Generation Investment Management, the investment company co-founded by former US vice president and environmental activist Al Gore, benefited from this. It was creating Just Climate, a fund that will focus on decarbonization technology, in 2021. Microsoft decided to participate as an initial investment and connect and suggest others. Joel Combs, who is in charge of funding for climate change and affordable housing as Microsoft's director of impact investments, stated that this pledge helped attract commitments worth more than ten times Microsoft's initial investment. Microsoft spokesperson declined to provide details on the fund's investments. Just Climate declined to comment or provide any information regarding the fund.
Microsoft is also interested in advancing technology that will help it meet its carbon-negative objectives.
Microsoft has provided support beyond a financial commitment to Twelve, a California-based firm that turns electrified CO2 into jet fuel, which the company claims has up to 90% fewer emissions during the product's lifecycle than traditional fuel. In July, the two businesses established a partnership to expand the market for Twelve's product, including a push for a commercial demonstration flight, along with Alaska Airlines, the Seattle-based carrier Microsoft utilizes for business travel. Microsoft minimizes its carbon emissions and qualifies for sustainable aviation tax credits by utilizing the fuel on its Alaska Air flights.

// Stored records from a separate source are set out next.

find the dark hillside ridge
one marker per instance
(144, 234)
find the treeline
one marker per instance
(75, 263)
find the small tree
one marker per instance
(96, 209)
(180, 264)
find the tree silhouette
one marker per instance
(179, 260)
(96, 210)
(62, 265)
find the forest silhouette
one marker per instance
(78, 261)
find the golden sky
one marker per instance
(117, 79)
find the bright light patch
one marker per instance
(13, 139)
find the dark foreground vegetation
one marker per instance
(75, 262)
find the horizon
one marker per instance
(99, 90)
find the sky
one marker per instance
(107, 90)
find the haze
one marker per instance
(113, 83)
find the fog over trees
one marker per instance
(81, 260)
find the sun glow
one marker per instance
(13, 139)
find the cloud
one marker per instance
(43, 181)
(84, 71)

"Without the Microsoft backing, the acquisition might not have played out like this, certainly not with the pace and the ambition of the initiative," according to Nicholas Flanders, CEO and co-founder of Twelve. "What the Microsoft collaboration truly provided was speed and scale."
An investment made in Boston Metal in January that employs technology created at the Massachusetts Institute of Technology to run its steel production on renewable electricity rather than coal is another example of how the approach is being implemented. Microsoft must reduce embodied carbon, or the emissions caused by the production and transportation of construction materials, to achieve its environmental goals as it expands its business and creates additional offices, products, and data centers. Embodied carbon contributes 13% of the world's emissions from the built environment.

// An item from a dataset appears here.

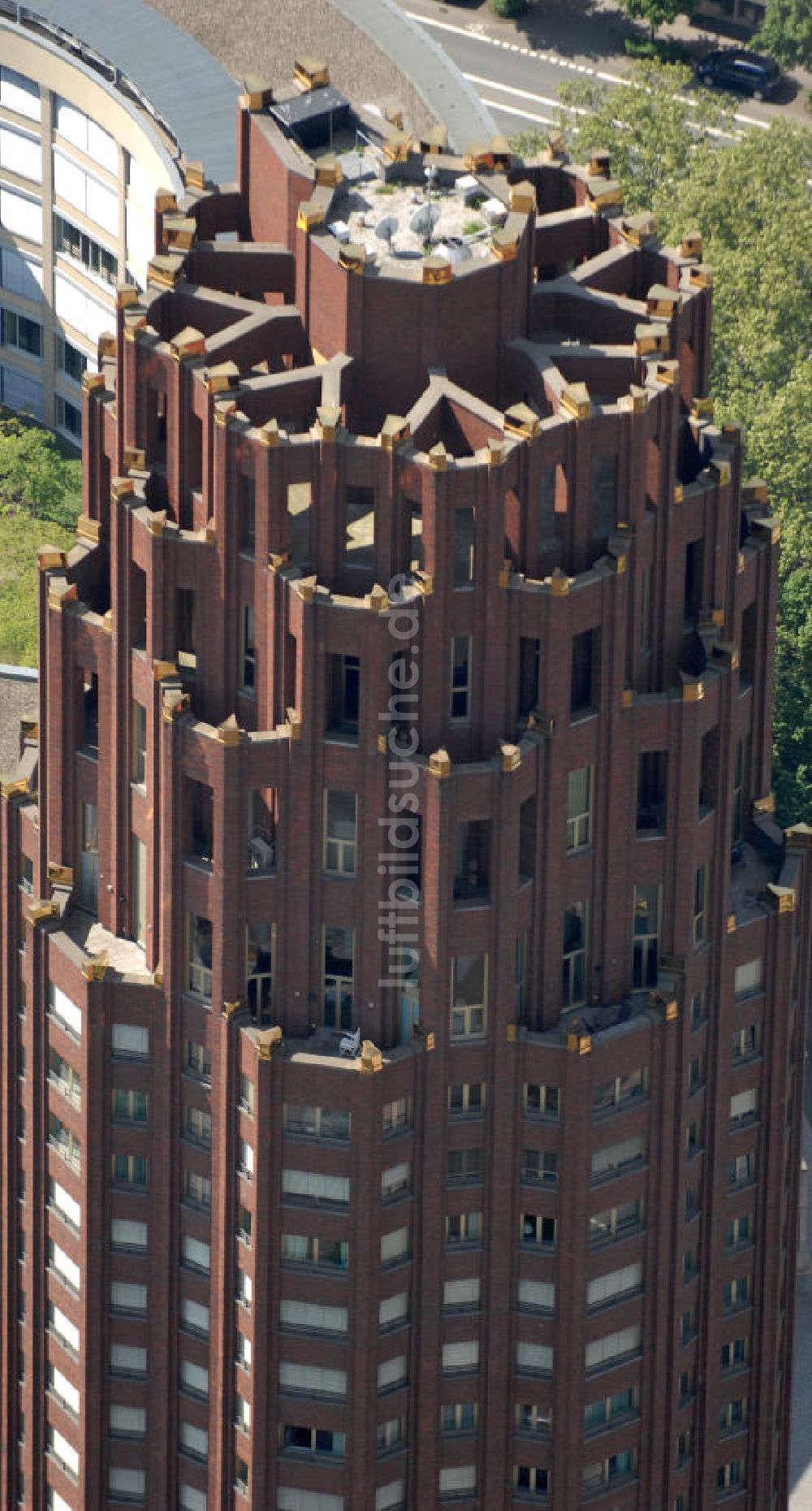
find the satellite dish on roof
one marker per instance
(387, 228)
(425, 219)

According to Middaugh, "embodied carbon represents a considerable percent of global emissions" for steel and concrete. "Also, they account for a large portion of our own emissions impact, which we haven't addressed."
Microsoft anticipates using up the remaining money early in the following year. She opted not to comment on whether the business would launch a second climate fund.
Nagakawa stated that bringing about enough change quickly enough is the difficulty facing Microsoft and its competitors in the climate investment space. The world is rapidly losing the opportunity of avoiding the most severe effects of rising temperatures, according to the most recent assessment from the UN's Intergovernmental Panel on Climate Change. This study will further heighten the urgency.
"I want to make sure that these investments can be made as rapidly as they need to be, that we can hasten the adoption of new technologies, and that the milestones are occurring on the timescale we require," she said. "The necessity just becomes more and more obvious."